What for · When you need tools, plug-ins or function calling. Also when you want to let the AI drive a UI.

OpenAI Pricing
Gemini 3.5 Flash

Google (Gemini)

Strengths · Fast, multimodal, very cheap

Price · $0.10–2 input · $0.40–18 output. Very cheap lite tier.

What for · When you process images or video, or when latency matters. Also when your workflow already lives in Google Workspace.

Google AI Pricing
grok-4.3

xAI (Grok)

Strengths · Real-time web and X data

Price · $1–1.25 input · $2–2.50 output. Flat tariff.

What for · When you need trends, news or social sentiment. For pure writing or coding there are better options.

xAI Pricing
DeepSeek V4-Flash

DeepSeek

Strengths · Very cheap, good for JSON and code

Price · $0.14–1.74 input · $0.28–3.48 output. Cache hits at one hundredth.

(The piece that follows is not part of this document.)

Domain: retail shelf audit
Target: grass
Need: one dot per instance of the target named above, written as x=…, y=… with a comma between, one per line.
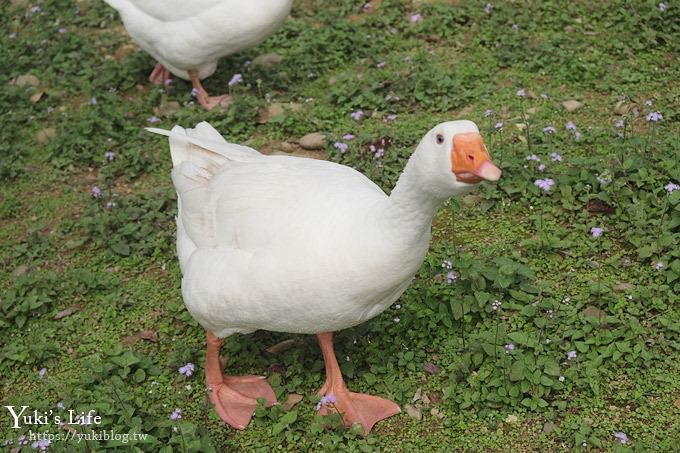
x=90, y=293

What for · When you process high volume and cost is the bottleneck. Often weaker than Claude or GPT for German voice.

DeepSeek Pricing
Qwen 3 Max

Alibaba (Qwen)

Strengths · Reasoning, multilingual incl. Chinese, strong coding

Price · $0.80 input · $3.20 output. Open-weights variants are freely self-hostable.

What for · When you serve Chinese markets or need an open reasoning model. Also when you want to try open-source self-hosting.

Alibaba Cloud Pricing
Kimi K2

Moonshot AI (Kimi)

Strengths · 256 K context, very cheap, strong tool use

Price · $0.15 input · $2.50 output. Open weights, permissively licensed.

What for · When you process long documents or want to scale agent workflows cheaply. Open source means: self-hostable too.

Moonshot Pricing

Note

The market moves monthly. Prices and models change. This table is from May 2026. Before any booking decision, quickly check the provider's official pricing page — links per card above.